Intel, the world’s biggest chip maker, will provide an “application ready platform” with its own processors and operating system for self-driving cars. The initiative is part of Intel’s larger campaign to provide the intelligence and connectivity for the internet of things, or smarter everyday devices. The effort will include Intel’s own research as well as investments in other companies from a $100 million car technology fund.
“We’ll arrive at completely self-driven cars because we’ll see an evolution over the next six to eight years,” Doug Davis, corporate vice president of Intel’s Internet of things group, said in a press briefing. “The platforms we are announcing today will serve as the foundation.”
The cars will have high-powered processors, the Tizen operating system, and connectivity for delivering Internet connections to and from the car. Davis said autonomous cars will have features similar to those that Google has shown off with its self-driving cars. Those include the ability to avoid accidents, alert the driver when someone falls asleep at the wheel or veers out of a lane, and display real-time information on traffic or schedules.
Intel will focus on both chips and software, as well as on additional investments and advanced technology research aimed at helping the car evolve to better inform, assist, and eventually assume control.
“Automobiles have integrated more entertainment and navigation,” Davis said. “They need to become connected so we can pull data out of the car about how we operate the vehicles, and also to bring more autonomous capabilities into the car as well.”
It will be up to car makers to decide whether they want to use the Intel branding in their vehicles.
Intel calls its platform In-Vehicle Solutions, including both hardware and software. Intel will provide chips, hardware modules, a full software stack with operating system and middleware, and development kits. The company hopes it can cut in-car system development by a year and reduce costs up to 50 percent.

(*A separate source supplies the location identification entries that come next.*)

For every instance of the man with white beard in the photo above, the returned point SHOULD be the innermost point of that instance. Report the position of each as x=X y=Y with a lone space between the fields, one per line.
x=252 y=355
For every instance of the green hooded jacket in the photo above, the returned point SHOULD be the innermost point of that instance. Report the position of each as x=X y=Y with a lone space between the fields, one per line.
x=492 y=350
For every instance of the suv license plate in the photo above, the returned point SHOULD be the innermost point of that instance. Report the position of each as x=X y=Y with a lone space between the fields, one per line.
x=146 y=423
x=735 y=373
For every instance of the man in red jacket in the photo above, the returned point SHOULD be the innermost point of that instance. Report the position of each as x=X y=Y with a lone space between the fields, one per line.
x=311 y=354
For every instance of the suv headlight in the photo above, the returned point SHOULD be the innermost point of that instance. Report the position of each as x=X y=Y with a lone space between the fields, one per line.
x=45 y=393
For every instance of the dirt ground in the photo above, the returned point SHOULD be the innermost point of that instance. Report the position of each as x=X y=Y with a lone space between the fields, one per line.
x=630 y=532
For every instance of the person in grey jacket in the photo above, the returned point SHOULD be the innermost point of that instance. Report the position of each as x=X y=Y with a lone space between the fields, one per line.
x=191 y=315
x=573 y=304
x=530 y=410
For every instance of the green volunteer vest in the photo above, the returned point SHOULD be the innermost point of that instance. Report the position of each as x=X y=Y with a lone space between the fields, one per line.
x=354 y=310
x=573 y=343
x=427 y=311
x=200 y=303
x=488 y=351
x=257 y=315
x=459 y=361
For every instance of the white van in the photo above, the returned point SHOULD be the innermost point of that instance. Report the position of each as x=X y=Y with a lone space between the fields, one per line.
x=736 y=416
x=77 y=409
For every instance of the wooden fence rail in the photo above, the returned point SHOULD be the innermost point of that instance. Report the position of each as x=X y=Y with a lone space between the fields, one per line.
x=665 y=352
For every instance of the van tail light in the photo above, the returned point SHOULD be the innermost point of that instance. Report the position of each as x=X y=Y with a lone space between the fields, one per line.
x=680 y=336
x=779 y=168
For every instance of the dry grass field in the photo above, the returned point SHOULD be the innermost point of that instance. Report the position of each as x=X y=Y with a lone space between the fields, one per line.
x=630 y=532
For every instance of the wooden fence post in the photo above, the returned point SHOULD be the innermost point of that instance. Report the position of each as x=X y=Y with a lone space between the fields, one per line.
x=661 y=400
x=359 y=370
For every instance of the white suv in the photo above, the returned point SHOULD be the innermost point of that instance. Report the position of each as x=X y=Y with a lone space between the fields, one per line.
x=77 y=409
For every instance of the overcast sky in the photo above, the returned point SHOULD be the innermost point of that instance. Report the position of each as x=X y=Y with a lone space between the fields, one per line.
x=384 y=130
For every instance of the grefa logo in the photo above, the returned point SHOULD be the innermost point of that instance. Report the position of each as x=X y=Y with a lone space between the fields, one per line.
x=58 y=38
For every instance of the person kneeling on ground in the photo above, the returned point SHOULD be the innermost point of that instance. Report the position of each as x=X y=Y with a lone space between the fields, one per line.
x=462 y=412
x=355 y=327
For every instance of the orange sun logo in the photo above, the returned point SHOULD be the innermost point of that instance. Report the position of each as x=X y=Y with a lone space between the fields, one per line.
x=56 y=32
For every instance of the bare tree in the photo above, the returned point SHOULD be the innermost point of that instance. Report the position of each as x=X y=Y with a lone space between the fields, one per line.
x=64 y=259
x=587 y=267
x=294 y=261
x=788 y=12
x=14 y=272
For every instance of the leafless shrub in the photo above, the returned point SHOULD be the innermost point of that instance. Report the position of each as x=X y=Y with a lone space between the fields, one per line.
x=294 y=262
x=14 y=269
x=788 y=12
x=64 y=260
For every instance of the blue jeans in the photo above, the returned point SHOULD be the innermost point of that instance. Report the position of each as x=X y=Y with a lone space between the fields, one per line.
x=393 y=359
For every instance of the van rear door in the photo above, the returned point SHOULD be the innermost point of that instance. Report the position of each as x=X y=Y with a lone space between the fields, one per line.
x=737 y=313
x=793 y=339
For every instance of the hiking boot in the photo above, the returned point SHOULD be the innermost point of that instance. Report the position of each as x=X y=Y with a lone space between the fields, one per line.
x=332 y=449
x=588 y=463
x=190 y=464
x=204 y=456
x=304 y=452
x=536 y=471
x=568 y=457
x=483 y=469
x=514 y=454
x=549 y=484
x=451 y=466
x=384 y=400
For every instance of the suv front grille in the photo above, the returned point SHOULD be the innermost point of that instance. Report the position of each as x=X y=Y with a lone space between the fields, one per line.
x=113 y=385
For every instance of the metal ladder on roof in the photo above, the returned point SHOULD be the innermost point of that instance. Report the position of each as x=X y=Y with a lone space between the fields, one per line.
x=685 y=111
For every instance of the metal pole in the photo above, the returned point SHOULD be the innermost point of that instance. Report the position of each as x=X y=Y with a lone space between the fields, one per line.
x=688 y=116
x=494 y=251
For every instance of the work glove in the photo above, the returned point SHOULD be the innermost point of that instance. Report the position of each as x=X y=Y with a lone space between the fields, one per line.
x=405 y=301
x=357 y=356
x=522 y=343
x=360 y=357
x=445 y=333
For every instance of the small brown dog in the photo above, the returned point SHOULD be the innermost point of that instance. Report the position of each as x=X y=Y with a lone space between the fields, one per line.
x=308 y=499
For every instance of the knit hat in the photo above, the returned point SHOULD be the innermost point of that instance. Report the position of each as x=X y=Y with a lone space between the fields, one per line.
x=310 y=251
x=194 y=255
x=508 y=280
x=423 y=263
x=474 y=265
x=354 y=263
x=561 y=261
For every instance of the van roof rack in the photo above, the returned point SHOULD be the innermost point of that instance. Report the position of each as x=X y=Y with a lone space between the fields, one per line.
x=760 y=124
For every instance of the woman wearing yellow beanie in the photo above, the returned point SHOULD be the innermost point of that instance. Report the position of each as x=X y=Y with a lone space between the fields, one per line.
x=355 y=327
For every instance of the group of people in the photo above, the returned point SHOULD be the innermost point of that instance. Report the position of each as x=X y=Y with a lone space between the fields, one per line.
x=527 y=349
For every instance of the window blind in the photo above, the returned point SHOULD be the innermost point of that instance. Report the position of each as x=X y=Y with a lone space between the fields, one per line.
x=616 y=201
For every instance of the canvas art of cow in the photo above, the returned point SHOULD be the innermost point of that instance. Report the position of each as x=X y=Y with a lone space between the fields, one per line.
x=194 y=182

Intel will use software from its own Wind River subsidiary as well as from Green Hills Software, Mobica, Symphony Teleca, QNX, and XSe.
Intel set up a car tech fund in 2012. So far, it has invested in ZMP, a maker of autonomous driving platforms; CloudMade, a data aggregation and cloud company; Mocana, a security platform provider; and Tobii Technology, which is doing eye-tracking research.
Intel’s first efforts will be products for driver assistance, and it will slowly work its way up to autonomous cars, as safety systems are perfected. Davis said the idea is to make cars adapt to us, rather than the other way around.
Intel said its Internet of things group had revenue of $482 million in the first quarter, up 32 percent, thanks to demand for existing car infotainment systems.
So far, Intel’s tech is used in BMW’s Navigation System Professional, the Infiniti InTouch infotainment system in the Infiniti Q50, and the Driver Information System in the 2015 Hyundai Genesis.